Planning is not the real problem. We have a profound imbalance in this country. London and the South East are grossly overcrowded with an infrastructure creaking under the strain, while other parts of the land lay abandoned and neglected…. What is really needed is a serious attempt to re-distribute economic activity… How this could be done I don’t profess to know… But leaving the EU so we could revive our once thriving Fishing and Farming industries may be a good start… Then of course the £50m a day we wouldn’t need to give them might be worth investing in re-opening some of our many still viable mines and shipyards…. And we won’t even think about what being able to scrap VAT might do for inward investment… Just a suggestion…

Matttthew 17.53, you must be slightly colour blind to miss all that green on Google, also have you ever looked at food packaging when shopping to see just where all your food comes from?. You rarely see “grown in the UK”. This “green belt” myth is just NIMBY people who don’t wish their view to go. So look again at the green or better still, get a friend to describe it to you.

Google Maps show more green than anything else. There’s loads of room to build, just look at the space around your town and you will see.
– Alan, Huddersfield, 21/12/2011 14:43
Ever seen Britain from above at night? Talk about spot the dark patch. Do you know it requires the whole of the UK in terms of land area to feed London alone? Put that in your food security pipe and smoke it.

The problem lies in the misinterpretation amd misrepresentation of existing planning legislation by tinpot local Councils and busybodies with vested interests in stopping any type of development. Over the years I have witnessed some of the most appalling and costly planning decisions made by local Councils, often against the advice of their own officers. It is imperative that the Planning System is reformed and the presumption in favour given greater emphasis. If anything, the reforms do not go far enough.
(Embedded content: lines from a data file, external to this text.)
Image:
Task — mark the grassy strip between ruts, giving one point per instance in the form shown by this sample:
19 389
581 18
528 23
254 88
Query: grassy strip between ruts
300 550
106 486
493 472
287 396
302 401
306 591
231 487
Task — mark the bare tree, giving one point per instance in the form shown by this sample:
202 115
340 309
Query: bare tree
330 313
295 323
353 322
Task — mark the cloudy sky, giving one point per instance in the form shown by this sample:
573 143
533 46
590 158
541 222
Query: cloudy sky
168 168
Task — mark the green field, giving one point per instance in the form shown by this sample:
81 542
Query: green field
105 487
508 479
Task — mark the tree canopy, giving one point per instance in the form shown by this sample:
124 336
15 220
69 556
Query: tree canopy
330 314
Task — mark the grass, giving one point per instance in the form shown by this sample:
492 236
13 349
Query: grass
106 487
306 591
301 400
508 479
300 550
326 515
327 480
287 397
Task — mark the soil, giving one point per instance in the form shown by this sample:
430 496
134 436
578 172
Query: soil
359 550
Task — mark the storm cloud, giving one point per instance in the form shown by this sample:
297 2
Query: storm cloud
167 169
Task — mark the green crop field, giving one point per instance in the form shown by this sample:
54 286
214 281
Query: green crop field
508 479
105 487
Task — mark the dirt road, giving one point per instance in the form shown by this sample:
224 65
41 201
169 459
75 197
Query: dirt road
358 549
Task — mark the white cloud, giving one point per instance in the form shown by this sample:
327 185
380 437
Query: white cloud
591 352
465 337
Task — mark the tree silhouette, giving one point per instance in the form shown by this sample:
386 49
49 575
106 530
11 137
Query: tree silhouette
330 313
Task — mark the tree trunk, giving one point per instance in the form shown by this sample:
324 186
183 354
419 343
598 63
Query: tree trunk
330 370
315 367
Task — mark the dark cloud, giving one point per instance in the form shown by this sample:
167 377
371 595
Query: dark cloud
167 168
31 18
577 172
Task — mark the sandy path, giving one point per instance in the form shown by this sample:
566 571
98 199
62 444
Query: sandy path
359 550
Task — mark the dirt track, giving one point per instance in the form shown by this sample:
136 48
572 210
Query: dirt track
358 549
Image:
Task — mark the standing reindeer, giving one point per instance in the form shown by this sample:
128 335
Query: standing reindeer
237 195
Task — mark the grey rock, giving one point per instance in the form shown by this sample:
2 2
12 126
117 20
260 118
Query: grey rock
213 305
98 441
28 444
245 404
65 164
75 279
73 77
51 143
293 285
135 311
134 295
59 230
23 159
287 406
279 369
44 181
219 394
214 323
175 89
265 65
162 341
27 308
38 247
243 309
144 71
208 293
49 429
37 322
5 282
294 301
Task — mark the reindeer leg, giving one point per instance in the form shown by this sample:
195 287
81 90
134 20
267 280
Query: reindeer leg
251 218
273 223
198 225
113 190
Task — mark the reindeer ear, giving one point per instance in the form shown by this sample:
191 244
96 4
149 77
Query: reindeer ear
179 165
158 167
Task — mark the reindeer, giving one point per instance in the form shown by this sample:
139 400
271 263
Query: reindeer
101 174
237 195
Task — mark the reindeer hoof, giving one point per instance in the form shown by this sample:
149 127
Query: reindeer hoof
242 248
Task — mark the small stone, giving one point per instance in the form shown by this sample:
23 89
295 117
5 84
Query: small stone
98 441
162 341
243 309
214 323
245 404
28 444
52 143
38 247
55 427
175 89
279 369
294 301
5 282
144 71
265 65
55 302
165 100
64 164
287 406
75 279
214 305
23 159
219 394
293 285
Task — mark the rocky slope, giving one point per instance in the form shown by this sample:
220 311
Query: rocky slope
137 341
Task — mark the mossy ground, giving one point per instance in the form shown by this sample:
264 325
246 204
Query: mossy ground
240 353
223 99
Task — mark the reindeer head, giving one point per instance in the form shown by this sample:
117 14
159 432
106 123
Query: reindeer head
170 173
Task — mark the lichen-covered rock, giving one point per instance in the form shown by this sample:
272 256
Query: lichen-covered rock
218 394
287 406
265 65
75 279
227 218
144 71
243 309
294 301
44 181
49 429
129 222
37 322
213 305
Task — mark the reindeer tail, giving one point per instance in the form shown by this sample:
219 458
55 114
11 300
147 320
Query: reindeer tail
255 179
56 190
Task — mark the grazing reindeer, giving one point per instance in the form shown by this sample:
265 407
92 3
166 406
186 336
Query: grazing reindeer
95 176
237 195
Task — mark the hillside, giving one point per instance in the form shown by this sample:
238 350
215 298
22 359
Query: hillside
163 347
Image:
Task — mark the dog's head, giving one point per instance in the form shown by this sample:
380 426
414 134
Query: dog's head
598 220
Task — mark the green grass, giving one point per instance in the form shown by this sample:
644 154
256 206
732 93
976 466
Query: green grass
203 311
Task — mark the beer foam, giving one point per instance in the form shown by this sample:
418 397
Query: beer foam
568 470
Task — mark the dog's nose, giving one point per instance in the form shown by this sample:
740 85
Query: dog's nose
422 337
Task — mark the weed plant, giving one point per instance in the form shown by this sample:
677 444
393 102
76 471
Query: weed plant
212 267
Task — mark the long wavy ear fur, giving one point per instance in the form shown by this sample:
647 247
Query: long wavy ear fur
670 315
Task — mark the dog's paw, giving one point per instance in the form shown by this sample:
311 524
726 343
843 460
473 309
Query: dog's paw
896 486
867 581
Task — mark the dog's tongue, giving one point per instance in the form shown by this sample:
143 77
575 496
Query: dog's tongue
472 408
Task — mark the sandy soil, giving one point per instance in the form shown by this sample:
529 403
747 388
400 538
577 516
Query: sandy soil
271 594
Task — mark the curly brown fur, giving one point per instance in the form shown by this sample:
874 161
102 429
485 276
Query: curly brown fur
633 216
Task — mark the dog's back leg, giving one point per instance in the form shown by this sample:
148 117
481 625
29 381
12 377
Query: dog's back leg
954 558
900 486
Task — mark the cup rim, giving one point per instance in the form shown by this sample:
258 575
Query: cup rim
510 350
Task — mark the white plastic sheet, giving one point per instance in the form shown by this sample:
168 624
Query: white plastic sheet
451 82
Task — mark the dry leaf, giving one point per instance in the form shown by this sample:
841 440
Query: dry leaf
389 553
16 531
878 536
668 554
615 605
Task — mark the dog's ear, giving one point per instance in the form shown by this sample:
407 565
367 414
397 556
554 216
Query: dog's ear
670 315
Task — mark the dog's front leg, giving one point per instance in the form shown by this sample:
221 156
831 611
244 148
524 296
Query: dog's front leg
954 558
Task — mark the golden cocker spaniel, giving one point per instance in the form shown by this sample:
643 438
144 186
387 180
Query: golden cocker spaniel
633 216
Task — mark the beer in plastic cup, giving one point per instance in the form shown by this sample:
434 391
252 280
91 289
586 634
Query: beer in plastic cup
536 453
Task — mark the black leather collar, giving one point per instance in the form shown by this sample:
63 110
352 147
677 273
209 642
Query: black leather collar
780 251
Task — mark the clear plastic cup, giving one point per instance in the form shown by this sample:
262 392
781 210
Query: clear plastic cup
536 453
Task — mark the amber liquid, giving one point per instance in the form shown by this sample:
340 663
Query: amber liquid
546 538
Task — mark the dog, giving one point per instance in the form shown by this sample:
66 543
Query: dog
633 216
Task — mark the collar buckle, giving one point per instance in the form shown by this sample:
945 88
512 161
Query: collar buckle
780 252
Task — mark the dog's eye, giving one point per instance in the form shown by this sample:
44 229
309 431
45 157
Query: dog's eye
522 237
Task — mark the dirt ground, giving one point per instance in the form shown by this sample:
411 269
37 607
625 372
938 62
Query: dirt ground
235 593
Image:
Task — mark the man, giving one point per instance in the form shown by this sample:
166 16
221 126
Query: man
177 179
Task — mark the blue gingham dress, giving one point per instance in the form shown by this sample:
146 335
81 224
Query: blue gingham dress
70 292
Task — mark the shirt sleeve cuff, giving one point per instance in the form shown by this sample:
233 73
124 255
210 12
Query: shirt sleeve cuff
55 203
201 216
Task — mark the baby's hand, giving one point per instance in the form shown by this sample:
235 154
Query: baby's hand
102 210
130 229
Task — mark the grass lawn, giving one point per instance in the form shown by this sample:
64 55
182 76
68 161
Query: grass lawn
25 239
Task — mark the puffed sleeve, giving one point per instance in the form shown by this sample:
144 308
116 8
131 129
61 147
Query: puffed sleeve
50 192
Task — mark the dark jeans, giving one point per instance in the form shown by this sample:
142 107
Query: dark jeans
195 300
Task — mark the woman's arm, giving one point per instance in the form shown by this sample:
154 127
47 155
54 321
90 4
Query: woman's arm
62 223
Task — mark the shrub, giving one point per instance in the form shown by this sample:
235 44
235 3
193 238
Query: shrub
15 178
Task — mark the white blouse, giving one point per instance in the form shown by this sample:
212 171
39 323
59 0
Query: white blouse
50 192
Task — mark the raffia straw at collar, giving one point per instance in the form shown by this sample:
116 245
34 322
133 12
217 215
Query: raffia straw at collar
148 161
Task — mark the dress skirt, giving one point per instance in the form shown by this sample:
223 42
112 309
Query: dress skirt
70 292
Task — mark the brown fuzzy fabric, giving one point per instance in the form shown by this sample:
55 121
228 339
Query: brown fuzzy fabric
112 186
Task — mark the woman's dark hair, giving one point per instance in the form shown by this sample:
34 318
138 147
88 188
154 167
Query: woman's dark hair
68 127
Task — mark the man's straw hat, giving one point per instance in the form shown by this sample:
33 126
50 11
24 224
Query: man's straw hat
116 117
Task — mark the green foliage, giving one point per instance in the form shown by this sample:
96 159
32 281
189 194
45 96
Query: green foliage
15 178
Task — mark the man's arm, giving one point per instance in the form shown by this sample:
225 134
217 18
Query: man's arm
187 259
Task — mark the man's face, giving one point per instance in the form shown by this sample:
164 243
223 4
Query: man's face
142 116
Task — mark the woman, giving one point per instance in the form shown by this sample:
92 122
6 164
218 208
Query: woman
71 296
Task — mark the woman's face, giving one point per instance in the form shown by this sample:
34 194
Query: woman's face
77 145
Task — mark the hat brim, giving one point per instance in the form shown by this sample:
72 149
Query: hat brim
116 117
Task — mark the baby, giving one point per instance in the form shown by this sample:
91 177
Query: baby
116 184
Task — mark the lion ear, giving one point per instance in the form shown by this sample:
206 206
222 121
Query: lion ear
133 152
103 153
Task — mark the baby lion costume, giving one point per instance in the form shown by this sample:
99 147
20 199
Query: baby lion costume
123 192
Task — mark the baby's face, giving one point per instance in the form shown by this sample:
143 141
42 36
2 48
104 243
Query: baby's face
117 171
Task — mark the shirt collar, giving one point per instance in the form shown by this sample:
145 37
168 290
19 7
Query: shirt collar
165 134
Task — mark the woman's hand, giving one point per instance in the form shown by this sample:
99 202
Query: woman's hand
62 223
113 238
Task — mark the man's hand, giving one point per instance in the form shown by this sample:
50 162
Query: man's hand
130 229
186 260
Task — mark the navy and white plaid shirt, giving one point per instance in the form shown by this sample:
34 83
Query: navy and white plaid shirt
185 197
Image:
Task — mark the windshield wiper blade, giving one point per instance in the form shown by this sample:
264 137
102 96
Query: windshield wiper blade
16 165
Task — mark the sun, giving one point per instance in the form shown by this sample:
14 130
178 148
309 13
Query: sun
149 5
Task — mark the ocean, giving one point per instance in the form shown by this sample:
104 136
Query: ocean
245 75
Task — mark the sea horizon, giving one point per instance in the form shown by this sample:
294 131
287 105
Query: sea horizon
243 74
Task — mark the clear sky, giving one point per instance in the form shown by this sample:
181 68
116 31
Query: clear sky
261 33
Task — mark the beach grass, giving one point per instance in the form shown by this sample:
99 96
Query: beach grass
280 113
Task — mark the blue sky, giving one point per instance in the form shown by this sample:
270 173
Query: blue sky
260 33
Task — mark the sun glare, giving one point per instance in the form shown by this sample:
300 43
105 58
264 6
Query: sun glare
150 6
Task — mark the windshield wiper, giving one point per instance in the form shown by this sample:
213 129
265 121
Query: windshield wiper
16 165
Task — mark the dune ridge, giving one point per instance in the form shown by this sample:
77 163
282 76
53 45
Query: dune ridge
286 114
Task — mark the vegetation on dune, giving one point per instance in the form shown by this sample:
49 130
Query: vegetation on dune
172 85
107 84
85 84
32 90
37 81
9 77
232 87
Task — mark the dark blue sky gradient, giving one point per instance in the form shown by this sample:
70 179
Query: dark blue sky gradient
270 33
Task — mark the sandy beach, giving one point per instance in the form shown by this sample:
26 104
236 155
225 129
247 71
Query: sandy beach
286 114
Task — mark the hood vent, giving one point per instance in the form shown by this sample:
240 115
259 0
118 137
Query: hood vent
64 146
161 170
Google Maps show more green than anything else. There’s loads of room to build, just look at the space around your town and you will see.

This is a dreadfully misleading article here. The slimming down of National Guidance and the resulting vagueness is intentional. The main drive and responsibility for specific policies and guidelines is to come from each Local Authority and Neighbourhood plans. Hence calling it the “Localism Act”, or was such simple terminology beyond the grasp of the author. The “assault on our green fields and open countryside” as Mr Aslet puts it, will only happen if it is in keeping with the Local Plans which are consulted on and drawn up by the local authrorities. In my opinion this local decision making and control, and as many suspect an element of NIMBYism, will continue to keep the system in check. Panic not.